Residents can view whether they are in a flood zone, and what their elevation requirement may be, online.
FEMA has released its advisory base flood elevation maps, which are expected to be adopted by the Brick council as rebuilding begins.
But for residents whose homes in flood zones are still standing - damaged or not - leaving them at ground level will not be an option unless they are willing to contend with the increased flood insurance premiums, which will be unaffordable for the vast majority of homeowners.
Residents in flood zones are divided into 'A' and 'V' zones. Both zones require homes to be raised, however those in 'V,' or "velocity" zones, must have special piling foundations installed as well. In other words, a home in a 'V' zone cannot simply be raised on cinderblocks.
FEMA decided to release its advisory maps to the public since many people are now facing the task of rebuilding after Sandy. But even if the storm had never hit New Jersey, the new maps - as well as the end of federal subsidies for flood insurance - would have come to fruition. In fact, specific storms such as Sandy are not necessarily taken into account when the maps are created, said Ryan Pietrimeli, of FEMA.
The new maps just being released were the result of an 18 month-long process.
"Hurricane Sandy itself wasn't actually included in the analysis we did to come up with the advisories," said Pietrimeli. "There were enough storm events similar to Sandy where we didn't have to re-do the analysis."
Sandy ranged from a 10-year storm to a 300-year storm depending on which town is being discussed, and the maps mainly come from hydrology and topography studies, Pietrimeli said.
A Catch 22 for Residents
The "tough decisions" FEMA representatives warned Acropolis about will doubtlessly hit home for many Brick families, as well as families throughout Ocean County.

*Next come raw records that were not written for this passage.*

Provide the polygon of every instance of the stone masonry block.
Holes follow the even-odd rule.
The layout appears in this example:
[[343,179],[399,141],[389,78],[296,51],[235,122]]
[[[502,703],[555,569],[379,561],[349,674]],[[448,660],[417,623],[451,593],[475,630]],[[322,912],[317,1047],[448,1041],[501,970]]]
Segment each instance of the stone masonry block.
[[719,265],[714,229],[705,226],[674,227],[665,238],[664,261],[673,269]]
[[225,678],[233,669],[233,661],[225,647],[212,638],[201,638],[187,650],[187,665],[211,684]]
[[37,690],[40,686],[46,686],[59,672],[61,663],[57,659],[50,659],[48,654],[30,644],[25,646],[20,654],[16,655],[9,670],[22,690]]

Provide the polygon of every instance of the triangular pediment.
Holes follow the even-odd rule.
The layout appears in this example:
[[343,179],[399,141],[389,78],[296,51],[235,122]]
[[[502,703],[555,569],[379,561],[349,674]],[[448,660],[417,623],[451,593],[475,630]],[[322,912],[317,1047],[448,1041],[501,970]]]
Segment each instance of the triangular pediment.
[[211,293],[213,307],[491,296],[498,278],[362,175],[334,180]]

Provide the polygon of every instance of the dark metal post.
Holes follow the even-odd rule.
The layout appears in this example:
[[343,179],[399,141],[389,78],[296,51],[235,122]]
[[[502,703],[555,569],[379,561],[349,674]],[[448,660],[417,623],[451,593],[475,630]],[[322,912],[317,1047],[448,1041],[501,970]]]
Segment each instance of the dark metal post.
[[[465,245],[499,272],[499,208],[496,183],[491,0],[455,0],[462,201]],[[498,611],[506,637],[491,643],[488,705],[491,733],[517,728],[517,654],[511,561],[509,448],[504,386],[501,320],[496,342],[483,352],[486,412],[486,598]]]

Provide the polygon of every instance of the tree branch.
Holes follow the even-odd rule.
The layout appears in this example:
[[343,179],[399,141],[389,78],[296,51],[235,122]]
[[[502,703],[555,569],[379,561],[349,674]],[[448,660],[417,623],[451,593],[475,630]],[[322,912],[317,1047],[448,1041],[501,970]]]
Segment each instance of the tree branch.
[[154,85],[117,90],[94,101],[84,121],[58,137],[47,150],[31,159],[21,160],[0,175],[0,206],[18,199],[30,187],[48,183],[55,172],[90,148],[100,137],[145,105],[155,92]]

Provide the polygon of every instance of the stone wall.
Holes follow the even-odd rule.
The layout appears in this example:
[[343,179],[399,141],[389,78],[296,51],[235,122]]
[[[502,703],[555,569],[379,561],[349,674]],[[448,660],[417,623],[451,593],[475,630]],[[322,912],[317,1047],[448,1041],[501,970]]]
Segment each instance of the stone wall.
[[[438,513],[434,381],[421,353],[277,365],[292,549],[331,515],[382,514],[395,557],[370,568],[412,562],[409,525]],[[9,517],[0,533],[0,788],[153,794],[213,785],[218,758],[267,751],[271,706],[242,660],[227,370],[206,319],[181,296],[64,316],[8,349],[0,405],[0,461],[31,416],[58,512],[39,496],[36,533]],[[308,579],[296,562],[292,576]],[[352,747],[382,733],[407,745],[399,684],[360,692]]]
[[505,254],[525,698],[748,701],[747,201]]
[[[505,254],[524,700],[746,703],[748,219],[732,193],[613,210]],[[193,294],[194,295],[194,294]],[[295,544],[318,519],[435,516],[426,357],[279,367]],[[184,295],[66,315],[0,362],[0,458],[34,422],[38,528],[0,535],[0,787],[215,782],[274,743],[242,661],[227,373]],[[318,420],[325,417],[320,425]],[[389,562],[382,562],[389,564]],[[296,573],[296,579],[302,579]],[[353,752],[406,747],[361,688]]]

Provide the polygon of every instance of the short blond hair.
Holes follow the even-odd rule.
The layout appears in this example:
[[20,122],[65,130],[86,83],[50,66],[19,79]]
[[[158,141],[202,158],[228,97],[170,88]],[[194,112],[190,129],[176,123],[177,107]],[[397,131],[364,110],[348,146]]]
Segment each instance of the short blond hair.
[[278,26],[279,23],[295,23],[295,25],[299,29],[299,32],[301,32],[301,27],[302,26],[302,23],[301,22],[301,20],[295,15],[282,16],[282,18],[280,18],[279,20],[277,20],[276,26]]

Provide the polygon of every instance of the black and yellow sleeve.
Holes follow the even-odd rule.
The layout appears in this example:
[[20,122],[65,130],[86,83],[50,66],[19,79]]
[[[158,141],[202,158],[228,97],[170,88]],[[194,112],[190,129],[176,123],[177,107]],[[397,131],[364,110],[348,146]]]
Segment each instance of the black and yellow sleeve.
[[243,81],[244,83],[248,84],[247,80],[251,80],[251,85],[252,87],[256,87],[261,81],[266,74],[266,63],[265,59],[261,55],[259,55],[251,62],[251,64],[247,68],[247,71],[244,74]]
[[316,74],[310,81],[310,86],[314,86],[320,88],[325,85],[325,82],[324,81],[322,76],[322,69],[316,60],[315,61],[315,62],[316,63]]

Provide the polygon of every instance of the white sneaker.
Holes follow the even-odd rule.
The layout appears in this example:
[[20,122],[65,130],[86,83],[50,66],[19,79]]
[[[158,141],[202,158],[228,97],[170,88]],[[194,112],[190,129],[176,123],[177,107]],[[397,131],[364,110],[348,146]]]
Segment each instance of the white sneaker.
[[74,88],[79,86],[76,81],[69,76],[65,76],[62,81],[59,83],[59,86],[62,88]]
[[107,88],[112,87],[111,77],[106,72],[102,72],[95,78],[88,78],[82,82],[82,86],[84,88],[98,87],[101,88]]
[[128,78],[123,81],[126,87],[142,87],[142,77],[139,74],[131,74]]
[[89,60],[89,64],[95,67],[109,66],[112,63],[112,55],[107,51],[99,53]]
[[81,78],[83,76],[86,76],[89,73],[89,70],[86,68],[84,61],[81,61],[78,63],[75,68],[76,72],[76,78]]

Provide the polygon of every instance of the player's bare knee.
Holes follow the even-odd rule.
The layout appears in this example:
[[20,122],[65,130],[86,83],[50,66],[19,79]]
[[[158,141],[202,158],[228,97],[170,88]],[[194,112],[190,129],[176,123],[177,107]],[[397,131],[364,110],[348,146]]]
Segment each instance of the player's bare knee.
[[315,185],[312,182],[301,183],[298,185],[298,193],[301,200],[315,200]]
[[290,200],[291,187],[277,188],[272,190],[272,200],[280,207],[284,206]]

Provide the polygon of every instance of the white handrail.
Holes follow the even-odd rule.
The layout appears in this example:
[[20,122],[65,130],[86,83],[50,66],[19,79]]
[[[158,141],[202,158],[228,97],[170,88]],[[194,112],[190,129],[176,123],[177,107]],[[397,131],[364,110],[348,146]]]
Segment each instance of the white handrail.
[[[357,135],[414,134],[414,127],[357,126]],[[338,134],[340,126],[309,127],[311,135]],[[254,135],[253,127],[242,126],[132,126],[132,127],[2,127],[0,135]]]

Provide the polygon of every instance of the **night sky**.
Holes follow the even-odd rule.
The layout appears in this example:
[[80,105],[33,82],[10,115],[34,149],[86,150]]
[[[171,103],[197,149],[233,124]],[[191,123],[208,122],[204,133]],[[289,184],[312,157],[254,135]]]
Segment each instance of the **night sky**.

"Our houses are not worth what they once were," said Acropolis.
If one's home was damaged beyond 50 percent, as calculated by the municipality, and the homeowner had flood insurance, he or she may qualify for what is known as an Increased Cost of Compliance, or ICC, grant.
The $30,000 grant is specifically aimed at allowing homeowners to raise their homes to comply with the new maps, which will be released in their final form this summer.
"It's probably not going to be enough to get you all the way there, but it's a start," said Pietrimeli.
Some houses, however, may not be able to be raised. And if they were not damaged to more than 50 percent of their improvement value during Sandy, they will not qualify for the ICC grant. In some cases, Acropolis said, raising a house may not be worth it, since homeowners could find themselves underwater financially between the cost of raising their home and their mortgage.
"Galveston, Texas lost 16 percent of its population," said Acropolis, after new flood maps were issued there. "That is going to be the case for some people who just don't have the money. It is not going to be an easy road."
"If your house is less than $150,000, it may not be save-able if you're in a 'V' zone."
"If you're on a slab, it really is not cost-effective for you to raise that house," Acropolis added. "You could do it, sure, but it would cost you $60,000 or $70,000 to raise a ranch."
The Small Business Administration is willing to lend homeowners whose homes were damaged $200,000 at a very low interest rate, a representative from that agency said.
Acropolis said the township will apply for hazard mitigation funds - grants distributed to communities by the federal government that can be turned over to residents in need. However that funding is two to three years away.
"The pot of funding that is available is going to be much smaller than the need to access that pot," said Pietrimeli.
Township officials said for homeowners who can raise their homes, zoning ordinances will be amended to compensate for the extra required height.
For now, there are no simple answers and no silver bullet solutions, officials agreed.
One thing for sure is that Brick will eventually look significantly different, both on the mainland as well as the barrier island.
"If anyone has been down to the Outer Banks or Corolla [N.C.], that is how Brick Township is going to look in five to 10 years," said Acropolis.